Same-sex borrowers, despite being "less risky overall," are 73% more likely to be denied when applying for a mortgage loan, according to a report published in May in the journal Proceedings of the National Academy of Sciences. Mortgage interest rates for those applicants are 0.02% to 0.2% higher on average, which could add tens of thousands of dollars in repayments over the lifetime of the loan, the study found.
"I can walk into a bank or credit union and apply for a loan or credit card or savings accounts and frankly, no problem," Meyers said, according to Bloomberg. "If I walked in to the same institution with my husband, we can come across different responses and welcome."
Superbia aims to provide more favorable rates and remove fees by investing profit into the operation of the credit union, according to its website. It also looks to " award up to 30% of profit directly to LGBTQ organizations, initiatives and community needs."
Superbia isn't the U.S.'s first credit union focused on serving the LGBTQ community, however, according to Credit Union Times. That distinction may belong to the First Gay & Lesbian Credit Union in Dallas, which obtained its state charter in 1988, according to the National Credit Union Administration (NCUA). That credit union served 840 members and managed assets of $525,000; 54 loans valued at more than $337,000; and total shares and deposits of $442,996, according to its final NCUA call report. In 1997, the credit union was merged into Dallas Area Rapid Transit Federal Credit Union. That, in turn, was consolidated with the City Credit Union in Dallas in 2007, according to Credit Union Times.
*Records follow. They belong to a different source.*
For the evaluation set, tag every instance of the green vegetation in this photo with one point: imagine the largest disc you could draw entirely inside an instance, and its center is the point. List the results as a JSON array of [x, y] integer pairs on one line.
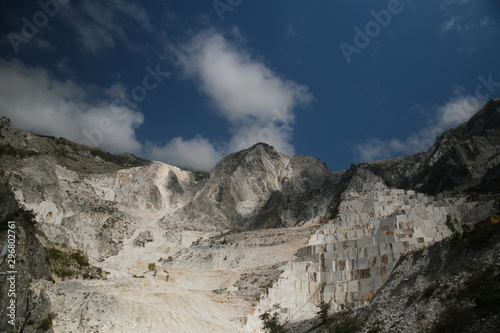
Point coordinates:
[[71, 264], [271, 321], [343, 322], [431, 288], [451, 225], [484, 288], [377, 327], [340, 322], [481, 235], [323, 313], [46, 323]]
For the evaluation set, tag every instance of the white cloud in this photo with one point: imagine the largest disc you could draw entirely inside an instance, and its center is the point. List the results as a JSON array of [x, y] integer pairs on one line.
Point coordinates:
[[36, 101], [257, 102], [455, 111]]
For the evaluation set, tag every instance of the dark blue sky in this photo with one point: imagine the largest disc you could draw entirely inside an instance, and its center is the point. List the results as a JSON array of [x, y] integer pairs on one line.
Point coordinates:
[[189, 82]]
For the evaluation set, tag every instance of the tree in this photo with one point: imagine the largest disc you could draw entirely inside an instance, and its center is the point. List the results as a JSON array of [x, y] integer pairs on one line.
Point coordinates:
[[271, 321], [324, 311]]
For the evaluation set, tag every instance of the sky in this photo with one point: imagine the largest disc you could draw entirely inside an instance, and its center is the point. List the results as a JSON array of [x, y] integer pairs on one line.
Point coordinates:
[[189, 82]]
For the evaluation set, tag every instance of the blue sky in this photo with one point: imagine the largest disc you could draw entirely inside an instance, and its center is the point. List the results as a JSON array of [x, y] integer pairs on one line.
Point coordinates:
[[190, 82]]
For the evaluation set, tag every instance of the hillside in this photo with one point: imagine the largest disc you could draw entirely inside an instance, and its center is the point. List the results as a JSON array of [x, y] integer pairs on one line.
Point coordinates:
[[114, 243]]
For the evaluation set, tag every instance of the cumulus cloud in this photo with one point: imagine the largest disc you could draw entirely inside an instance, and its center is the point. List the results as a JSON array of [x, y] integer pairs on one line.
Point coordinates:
[[34, 100], [258, 104], [455, 111]]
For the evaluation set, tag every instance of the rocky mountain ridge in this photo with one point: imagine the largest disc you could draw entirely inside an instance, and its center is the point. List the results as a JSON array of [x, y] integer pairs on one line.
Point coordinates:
[[261, 228]]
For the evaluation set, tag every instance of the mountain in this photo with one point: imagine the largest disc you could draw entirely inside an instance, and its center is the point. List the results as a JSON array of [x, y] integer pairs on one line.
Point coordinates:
[[115, 243]]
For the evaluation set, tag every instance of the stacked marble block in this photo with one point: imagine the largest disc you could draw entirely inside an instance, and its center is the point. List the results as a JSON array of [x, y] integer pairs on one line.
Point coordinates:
[[348, 260]]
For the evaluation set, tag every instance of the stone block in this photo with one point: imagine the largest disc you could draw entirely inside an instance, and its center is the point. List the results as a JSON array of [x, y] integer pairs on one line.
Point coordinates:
[[372, 250]]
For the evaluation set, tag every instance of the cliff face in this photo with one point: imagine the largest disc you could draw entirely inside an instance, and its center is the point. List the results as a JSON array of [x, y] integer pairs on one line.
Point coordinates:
[[121, 237], [257, 188]]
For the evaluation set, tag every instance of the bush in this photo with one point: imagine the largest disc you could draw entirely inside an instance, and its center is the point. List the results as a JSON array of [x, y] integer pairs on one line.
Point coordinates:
[[344, 322], [46, 324], [324, 311], [453, 320], [431, 288], [271, 321], [80, 259]]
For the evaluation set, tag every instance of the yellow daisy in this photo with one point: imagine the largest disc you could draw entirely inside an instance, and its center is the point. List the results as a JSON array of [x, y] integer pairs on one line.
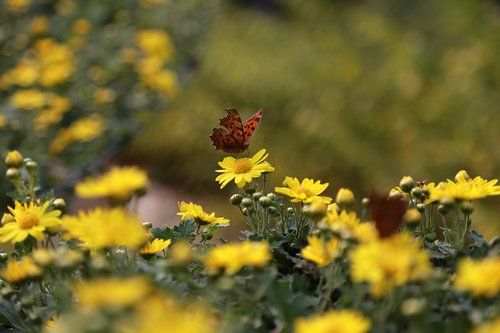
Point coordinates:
[[306, 191], [28, 220], [119, 183], [104, 228], [464, 188], [18, 271], [193, 211], [155, 246], [243, 170], [339, 321]]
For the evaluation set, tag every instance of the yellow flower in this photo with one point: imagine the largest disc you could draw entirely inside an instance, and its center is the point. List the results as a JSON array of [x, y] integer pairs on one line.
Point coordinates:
[[155, 246], [492, 326], [233, 257], [163, 315], [479, 277], [156, 43], [28, 220], [120, 183], [18, 271], [28, 99], [17, 5], [464, 188], [39, 25], [243, 170], [103, 228], [389, 263], [181, 252], [338, 321], [112, 292], [321, 252], [84, 130], [81, 27], [193, 211], [305, 191], [56, 61], [14, 159]]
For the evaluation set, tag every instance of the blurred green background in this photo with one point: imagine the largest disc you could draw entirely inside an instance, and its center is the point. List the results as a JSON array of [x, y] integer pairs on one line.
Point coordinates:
[[356, 93]]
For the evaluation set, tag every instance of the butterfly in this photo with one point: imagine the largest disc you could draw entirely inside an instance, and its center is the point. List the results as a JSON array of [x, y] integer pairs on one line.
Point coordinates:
[[387, 213], [235, 137]]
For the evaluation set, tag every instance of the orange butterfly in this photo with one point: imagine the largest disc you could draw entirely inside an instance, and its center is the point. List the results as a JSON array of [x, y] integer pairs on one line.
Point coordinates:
[[387, 213], [236, 135]]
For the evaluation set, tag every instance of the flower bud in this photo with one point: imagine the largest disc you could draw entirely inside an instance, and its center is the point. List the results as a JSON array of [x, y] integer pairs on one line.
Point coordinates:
[[407, 183], [265, 201], [147, 225], [235, 199], [467, 207], [14, 159], [59, 204], [462, 176], [13, 174], [272, 196], [412, 216], [345, 198], [31, 166], [417, 193], [247, 202], [272, 210], [447, 202], [256, 196], [421, 207]]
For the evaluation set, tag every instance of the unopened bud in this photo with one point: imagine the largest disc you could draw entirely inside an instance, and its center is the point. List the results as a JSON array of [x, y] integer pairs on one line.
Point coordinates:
[[13, 174], [247, 202], [235, 199], [265, 201], [345, 198], [407, 184], [14, 159]]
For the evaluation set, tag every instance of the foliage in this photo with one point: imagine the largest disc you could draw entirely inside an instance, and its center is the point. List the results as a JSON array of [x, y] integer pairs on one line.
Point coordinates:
[[403, 263]]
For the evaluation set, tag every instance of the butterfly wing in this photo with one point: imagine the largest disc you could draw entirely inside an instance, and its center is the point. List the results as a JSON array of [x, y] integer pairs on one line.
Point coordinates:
[[387, 213], [251, 124], [231, 139]]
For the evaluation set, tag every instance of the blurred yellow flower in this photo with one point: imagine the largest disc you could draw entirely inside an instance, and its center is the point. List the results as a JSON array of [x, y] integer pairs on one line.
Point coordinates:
[[155, 246], [321, 252], [233, 257], [53, 112], [163, 315], [464, 188], [479, 277], [193, 211], [39, 25], [112, 292], [371, 263], [492, 326], [17, 5], [155, 43], [81, 27], [18, 271], [306, 191], [83, 130], [338, 321], [243, 170], [104, 228], [56, 61], [28, 220], [120, 183], [28, 99]]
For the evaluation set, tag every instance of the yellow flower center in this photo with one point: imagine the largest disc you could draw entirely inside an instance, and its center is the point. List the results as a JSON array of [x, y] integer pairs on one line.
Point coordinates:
[[305, 190], [28, 220], [242, 165]]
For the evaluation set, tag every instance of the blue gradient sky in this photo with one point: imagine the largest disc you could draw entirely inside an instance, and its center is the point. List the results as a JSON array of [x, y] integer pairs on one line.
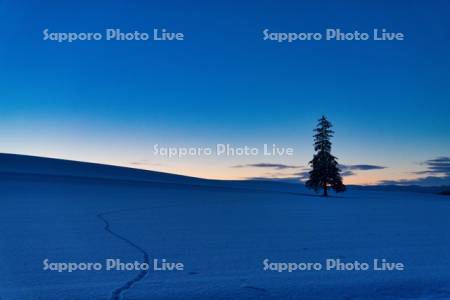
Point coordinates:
[[109, 102]]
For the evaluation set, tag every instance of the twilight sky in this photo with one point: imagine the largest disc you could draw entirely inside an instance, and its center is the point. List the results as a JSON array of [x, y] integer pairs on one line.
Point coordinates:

Another LGBTQ community-focused financial institution is in the works. San Francisco-based LGBTQ Credit Union expects to submit a federal charter application with the NCUA this year and aims to open by 2023, Credit Union Times said.
Michigan state Democrat Sen. Jeremy Moss applauded entrepreneurs for filling a need in the LGBTQ community but bemoaned his state's lack of an anti-discrimination law. " It's burdensome that gay and trans Michiganders must depend on private businesses to take it upon themselves to provide equal treatment to employees and consumers," Moss told the Oakland Press.